9. We heard Ld. D.R. on this issue. We find merit in the prayer of the assessee, since it is supported by the decision rendered by Hon'ble High Court of Karnataka in the case of Totgars Co- operative Sale Society Ltd. Vs. ITO (2015) 58 taxmann.com 35 (Karn). Accordingly, we direct the A.O. to allow deduction of proportionate cost, administrative and other expenses, if the A.O. proposes to assess the interest income earned from bank deposits as income under the head "other sources"."
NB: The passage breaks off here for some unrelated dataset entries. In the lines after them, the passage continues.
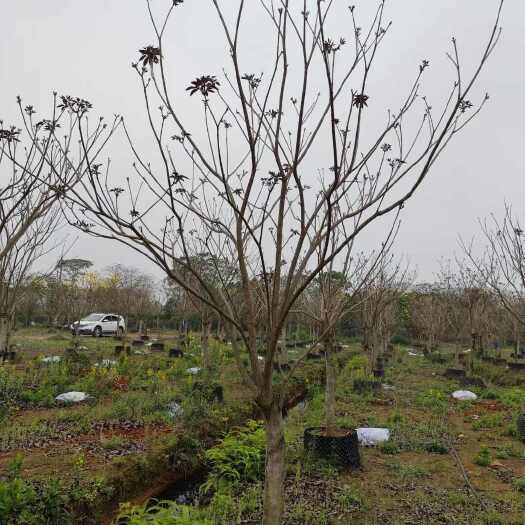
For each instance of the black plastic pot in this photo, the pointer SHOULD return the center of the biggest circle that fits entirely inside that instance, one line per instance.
(520, 426)
(176, 352)
(212, 393)
(281, 366)
(313, 355)
(340, 451)
(120, 349)
(362, 386)
(455, 373)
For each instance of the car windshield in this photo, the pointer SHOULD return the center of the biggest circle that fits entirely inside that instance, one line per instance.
(93, 317)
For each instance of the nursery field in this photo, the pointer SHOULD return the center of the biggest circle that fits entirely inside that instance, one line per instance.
(149, 428)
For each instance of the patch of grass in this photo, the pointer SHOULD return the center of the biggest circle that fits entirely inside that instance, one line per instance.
(406, 470)
(350, 497)
(519, 484)
(389, 448)
(488, 421)
(113, 443)
(483, 457)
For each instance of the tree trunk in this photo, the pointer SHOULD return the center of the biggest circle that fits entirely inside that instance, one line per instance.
(330, 388)
(275, 467)
(4, 332)
(206, 328)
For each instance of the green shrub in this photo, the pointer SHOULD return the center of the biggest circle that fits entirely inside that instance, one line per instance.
(483, 458)
(519, 484)
(488, 421)
(433, 399)
(238, 458)
(163, 512)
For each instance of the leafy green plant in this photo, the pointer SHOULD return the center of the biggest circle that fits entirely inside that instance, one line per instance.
(483, 458)
(238, 458)
(488, 421)
(519, 484)
(389, 447)
(163, 512)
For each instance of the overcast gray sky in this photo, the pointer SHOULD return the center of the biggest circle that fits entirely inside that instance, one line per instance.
(86, 48)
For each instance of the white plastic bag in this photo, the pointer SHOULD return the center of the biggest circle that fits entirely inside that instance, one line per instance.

7. In the instant case, the assessee has earned both interest income and dividend income. In view of the decision rendered by the jurisdictional Hon'ble High Court of Karnataka, the assessee is entitled for deduction of proportionate cost, administrative and other expenses. Accordingly, we set aside the order passed by Ld CIT(A) on this issue and restore the same to the file of the AO with similar directions.
Following the aforesaid decision, I remit the question of quantum of disallowance of interest income to be decided by the AO afresh in the light of the directions by the Tribunal in the decision referred to above. The AO will afford opportunity of being heard to the Assessee and filing appropriate evidence, if desired, by the Assessee to substantiate its case, before deciding the issue in the set aside proceedings.
In the result, the appeal of the Assessee is treated as partly allowed for statistical purpose.